Alegaron que los acusados ignoraban en su totalidad los efectos de echar a alguien gasolina y tirar una colilla, que no se podía prever que eso fuera a causar un riesgo probable. Los esbozaron, pintaron y retocaron mediante palabrería redundante y propia de comerciales de la teletienda ante el jurado como auténticos santos, niños inocentes del barrio rico del Estado que tan sólo andaban perdidos por aquel parque y que dios sabe cómo, acabaron en semejante malentendido. Mi rabia latía por mi sangre emponzoñada, teñida de ese negro opaco que conforma el hambre de ser escuchado con objetividad. Cuando llegó mi turno, los miembros del jurado me miraban con escepticismo, todos del lado de aquellas inocentes almas y no de mi pobre cliente. La madre, al otro lado del estrado, testificó poniendo su corazón sobre la mesa, conteniéndose la opinión subjetiva sobre los jóvenes y solamente exponiendo la verdad. Finalmente puse todas las cartas sobre la sala confiando en la ley y en la justicia derivada de los jueces aplicando estrictamente lo escrito. Aquel día, sin embargo, no tuve suerte.

Los jóvenes salieron con una pena mínima, si acaso por los desperfectos provocados en el parque. Ignoro, de verdad que ignoro en qué momento se produjo ese desequilibrio en el universo, pero jamás le pedí un centavo a aquella mujer porque en mi vida me había sentido tan desgraciado por no haber obtenido algo tan claro y evidente.
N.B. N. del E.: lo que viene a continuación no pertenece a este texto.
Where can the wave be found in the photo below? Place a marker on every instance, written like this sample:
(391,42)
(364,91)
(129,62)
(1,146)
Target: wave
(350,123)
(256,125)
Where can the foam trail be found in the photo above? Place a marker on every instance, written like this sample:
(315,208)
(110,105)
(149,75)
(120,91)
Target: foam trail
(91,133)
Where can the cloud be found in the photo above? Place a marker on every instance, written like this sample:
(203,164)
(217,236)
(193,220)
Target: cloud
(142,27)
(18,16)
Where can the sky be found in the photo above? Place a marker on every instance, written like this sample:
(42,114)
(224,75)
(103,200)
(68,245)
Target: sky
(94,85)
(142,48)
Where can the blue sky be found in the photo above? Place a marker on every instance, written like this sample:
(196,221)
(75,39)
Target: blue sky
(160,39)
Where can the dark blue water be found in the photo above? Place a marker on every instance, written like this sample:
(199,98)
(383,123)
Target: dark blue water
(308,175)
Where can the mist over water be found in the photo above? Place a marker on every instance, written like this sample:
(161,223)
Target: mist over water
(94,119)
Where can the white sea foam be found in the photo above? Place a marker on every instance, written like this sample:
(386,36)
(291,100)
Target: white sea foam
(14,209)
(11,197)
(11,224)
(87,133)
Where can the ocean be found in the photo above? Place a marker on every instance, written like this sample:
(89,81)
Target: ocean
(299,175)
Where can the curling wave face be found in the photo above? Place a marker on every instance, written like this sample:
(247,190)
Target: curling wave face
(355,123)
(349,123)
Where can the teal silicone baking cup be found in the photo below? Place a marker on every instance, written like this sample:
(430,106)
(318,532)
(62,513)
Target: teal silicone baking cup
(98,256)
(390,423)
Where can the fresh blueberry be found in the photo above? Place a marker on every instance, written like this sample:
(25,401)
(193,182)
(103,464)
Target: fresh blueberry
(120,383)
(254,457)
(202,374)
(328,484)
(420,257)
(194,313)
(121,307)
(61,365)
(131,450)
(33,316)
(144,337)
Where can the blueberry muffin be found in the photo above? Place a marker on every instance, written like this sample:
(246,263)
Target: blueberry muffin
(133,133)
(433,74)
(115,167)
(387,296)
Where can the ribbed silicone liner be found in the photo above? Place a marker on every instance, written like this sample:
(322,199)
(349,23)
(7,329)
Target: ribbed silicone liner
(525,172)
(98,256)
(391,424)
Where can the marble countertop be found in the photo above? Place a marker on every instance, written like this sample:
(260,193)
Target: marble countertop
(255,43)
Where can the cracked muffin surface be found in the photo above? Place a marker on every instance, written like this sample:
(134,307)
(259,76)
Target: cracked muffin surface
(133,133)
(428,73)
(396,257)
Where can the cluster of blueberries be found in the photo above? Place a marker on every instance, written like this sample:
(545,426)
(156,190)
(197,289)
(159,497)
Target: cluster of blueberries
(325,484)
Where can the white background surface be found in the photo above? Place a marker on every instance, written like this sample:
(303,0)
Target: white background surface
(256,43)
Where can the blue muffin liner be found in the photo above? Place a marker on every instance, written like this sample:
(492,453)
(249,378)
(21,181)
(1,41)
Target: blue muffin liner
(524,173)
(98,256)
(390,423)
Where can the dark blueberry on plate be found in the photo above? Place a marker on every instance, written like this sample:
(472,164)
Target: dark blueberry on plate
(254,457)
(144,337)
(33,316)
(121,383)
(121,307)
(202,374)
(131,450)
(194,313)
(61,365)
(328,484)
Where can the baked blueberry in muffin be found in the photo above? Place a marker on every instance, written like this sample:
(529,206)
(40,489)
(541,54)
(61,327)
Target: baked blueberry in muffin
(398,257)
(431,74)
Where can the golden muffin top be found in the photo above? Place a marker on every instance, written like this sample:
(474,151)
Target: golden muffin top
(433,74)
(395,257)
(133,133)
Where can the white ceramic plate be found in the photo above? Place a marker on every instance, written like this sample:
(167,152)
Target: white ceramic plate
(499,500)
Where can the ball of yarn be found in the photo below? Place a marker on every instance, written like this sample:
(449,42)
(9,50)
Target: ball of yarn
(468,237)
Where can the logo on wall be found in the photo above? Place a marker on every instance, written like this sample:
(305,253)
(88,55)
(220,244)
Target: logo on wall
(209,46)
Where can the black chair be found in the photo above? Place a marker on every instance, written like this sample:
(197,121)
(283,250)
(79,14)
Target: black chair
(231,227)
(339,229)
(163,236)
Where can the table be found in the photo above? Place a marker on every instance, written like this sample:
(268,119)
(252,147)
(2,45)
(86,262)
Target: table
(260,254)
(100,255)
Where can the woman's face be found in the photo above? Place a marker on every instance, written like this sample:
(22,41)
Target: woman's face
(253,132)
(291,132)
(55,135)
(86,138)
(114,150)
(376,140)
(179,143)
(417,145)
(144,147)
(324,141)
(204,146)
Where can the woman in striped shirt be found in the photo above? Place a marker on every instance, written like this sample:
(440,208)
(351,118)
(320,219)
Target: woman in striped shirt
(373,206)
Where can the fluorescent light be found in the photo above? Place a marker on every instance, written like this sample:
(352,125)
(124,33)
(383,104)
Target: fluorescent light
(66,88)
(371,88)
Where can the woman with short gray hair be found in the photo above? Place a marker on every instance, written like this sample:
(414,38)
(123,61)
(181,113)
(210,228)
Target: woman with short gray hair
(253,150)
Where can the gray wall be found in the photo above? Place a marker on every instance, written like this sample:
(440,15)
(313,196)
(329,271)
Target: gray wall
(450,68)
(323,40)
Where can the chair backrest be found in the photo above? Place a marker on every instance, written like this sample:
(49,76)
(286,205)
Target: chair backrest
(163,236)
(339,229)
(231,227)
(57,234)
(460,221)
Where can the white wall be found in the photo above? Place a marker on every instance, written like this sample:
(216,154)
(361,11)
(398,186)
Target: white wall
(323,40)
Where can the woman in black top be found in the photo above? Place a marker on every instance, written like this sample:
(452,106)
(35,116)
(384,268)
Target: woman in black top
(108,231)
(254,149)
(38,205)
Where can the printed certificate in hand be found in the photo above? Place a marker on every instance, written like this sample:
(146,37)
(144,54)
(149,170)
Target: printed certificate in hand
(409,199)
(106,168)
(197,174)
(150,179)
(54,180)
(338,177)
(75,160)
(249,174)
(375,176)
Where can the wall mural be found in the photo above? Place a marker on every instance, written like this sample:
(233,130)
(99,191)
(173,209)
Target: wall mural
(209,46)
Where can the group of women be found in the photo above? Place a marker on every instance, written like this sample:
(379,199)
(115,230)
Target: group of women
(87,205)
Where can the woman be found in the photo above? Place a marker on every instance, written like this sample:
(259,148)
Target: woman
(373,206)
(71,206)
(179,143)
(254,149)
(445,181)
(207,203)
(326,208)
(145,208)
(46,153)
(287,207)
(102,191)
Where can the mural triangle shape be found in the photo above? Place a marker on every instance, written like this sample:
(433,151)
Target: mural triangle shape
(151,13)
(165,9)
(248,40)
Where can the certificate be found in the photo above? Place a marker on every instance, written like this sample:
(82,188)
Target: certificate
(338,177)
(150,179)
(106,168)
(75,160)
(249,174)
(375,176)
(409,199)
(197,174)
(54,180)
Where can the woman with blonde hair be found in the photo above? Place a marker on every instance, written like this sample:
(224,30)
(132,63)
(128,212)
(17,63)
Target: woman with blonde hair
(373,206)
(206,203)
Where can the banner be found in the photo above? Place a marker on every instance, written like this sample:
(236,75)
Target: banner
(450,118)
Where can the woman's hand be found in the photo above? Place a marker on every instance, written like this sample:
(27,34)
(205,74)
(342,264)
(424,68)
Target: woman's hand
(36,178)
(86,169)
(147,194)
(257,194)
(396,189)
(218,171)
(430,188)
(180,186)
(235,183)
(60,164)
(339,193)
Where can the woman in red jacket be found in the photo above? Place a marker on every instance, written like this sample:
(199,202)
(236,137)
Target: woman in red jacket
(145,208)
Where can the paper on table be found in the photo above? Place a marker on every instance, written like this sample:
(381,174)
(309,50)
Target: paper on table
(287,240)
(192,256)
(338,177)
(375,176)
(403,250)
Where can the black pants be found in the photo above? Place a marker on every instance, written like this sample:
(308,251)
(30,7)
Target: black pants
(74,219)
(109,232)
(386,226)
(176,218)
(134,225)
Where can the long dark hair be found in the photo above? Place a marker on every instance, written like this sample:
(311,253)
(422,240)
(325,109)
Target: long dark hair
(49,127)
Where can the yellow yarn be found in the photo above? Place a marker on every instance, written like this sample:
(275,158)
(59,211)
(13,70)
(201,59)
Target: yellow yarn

No tenía ganas de continuar viviendo en aquel asqueroso mundo de mierda.


Dimos nuestra libertad hace muchísimos años a cambio de unos estándares de orden, de organización, de leyes y de justicia. Nos comprometimos con los gobernantes a pagar unos impuestos con los que se levantarían los cimientos de una sociedad civilizada, donde se castigarían a los culpables y se recompensarían a las víctimas. Con el paso de los años, y a medida de que los fabricantes de bombillas se dieron cuenta de que si reducían su duración desmejorando la calidad aumentarían exponencialmente sus ventas, los abogados vieron que había tantas lagunas en las leyes que uno podía comprar a un jurado sin pestañear. Los tiempos cambiaron y me hice demasiado viejo como para seguir manteniendo aquellas miradas, cada vez provistas de menos y menos esperanza. Me recuerdo como un joven con muchísimas esperanzas, con proyectos inimaginables de compensación moral por lo trabajado, con cenas en casas de aquellas familias en agradecimiento por mi labor. Aquel día de Acción de Gracias cené solo un cartón de comida china en el puesto ambulante de la esquina, y me emborraché con vino barato para terminar paseando por aquel parque, donde quemaron a la chica con toda una vida por vivir. El rastro arrasado por el fuego del césped, de los árboles colindantes, del camino de piedra que se dirigía hacia la zona interior del recinto, estaba tan reciente que se podía escuchar a la naturaleza gritando por semejante destrucción. Vomité mi cena y mi festín, y di las gracias a Dios por darme vida en aquella existencia que hacía esquina por unos cuantos dólares por una mamada. Qué gran puta, qué gran decepción y qué gran descompensación terminó por dejarme tirado en aquel lugar carbonizado hacía apenas unos días, llorando como un niño recién nacido, que quería volver al vientre de su madre donde nunca tuvo que agonizar hasta el punto de no querer seguir viviendo.